The idea behind renaming it the ‘Portugieser Yacht Club Chronograph’ was to revive that famous name and create its sportier interpretation. I very am excited to launch the third generation of the Portugieser Yacht Club as it’s been reworked in sheer nautical excellence this time. The newly added tide indication of the Portugieser Yacht Club Moon & Tide fits perfectly into the universe of sailing and navigation as well.
What do you see for the future of the watch industry in 2020?

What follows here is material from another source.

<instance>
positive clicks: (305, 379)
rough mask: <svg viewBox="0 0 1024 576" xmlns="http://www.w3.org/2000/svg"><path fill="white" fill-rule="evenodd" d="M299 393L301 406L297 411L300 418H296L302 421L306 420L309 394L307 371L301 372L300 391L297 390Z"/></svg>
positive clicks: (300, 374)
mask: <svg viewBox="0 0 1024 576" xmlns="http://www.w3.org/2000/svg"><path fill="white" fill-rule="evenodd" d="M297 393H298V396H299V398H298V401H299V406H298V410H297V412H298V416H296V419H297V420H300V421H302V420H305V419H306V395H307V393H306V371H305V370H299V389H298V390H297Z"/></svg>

I am optimistic about the future of our industry. The manufacturing of mechanical luxury watches represents the most exquisite craftsmanship that has survived hundreds of years. I am convinced that this product will be desirable even for future generations. However, the current crisis might change our behaviour towards more conscious purchasing decisions. Possibly we will ‘consume’ less and instead invest in products that are physically and aesthetical long-lasting with an emotional value. Well-established brands and responsibly made products will benefit from this phenomenon.
Many of our product lines are several decades old. For example, the Portugieser or the Pilot’s Watches were developed over 80 years ago, and their iconic design appears just as fresh and contemporary today as it did back then. This makes our brand authentic and credible, and these are the qualities that consumers will be looking for when choosing a luxury product in the future.
IWC timepieces are being retailed at watch boutiques such as Art of Time, Mumbai, and Kapoor Watch Co., Delhi.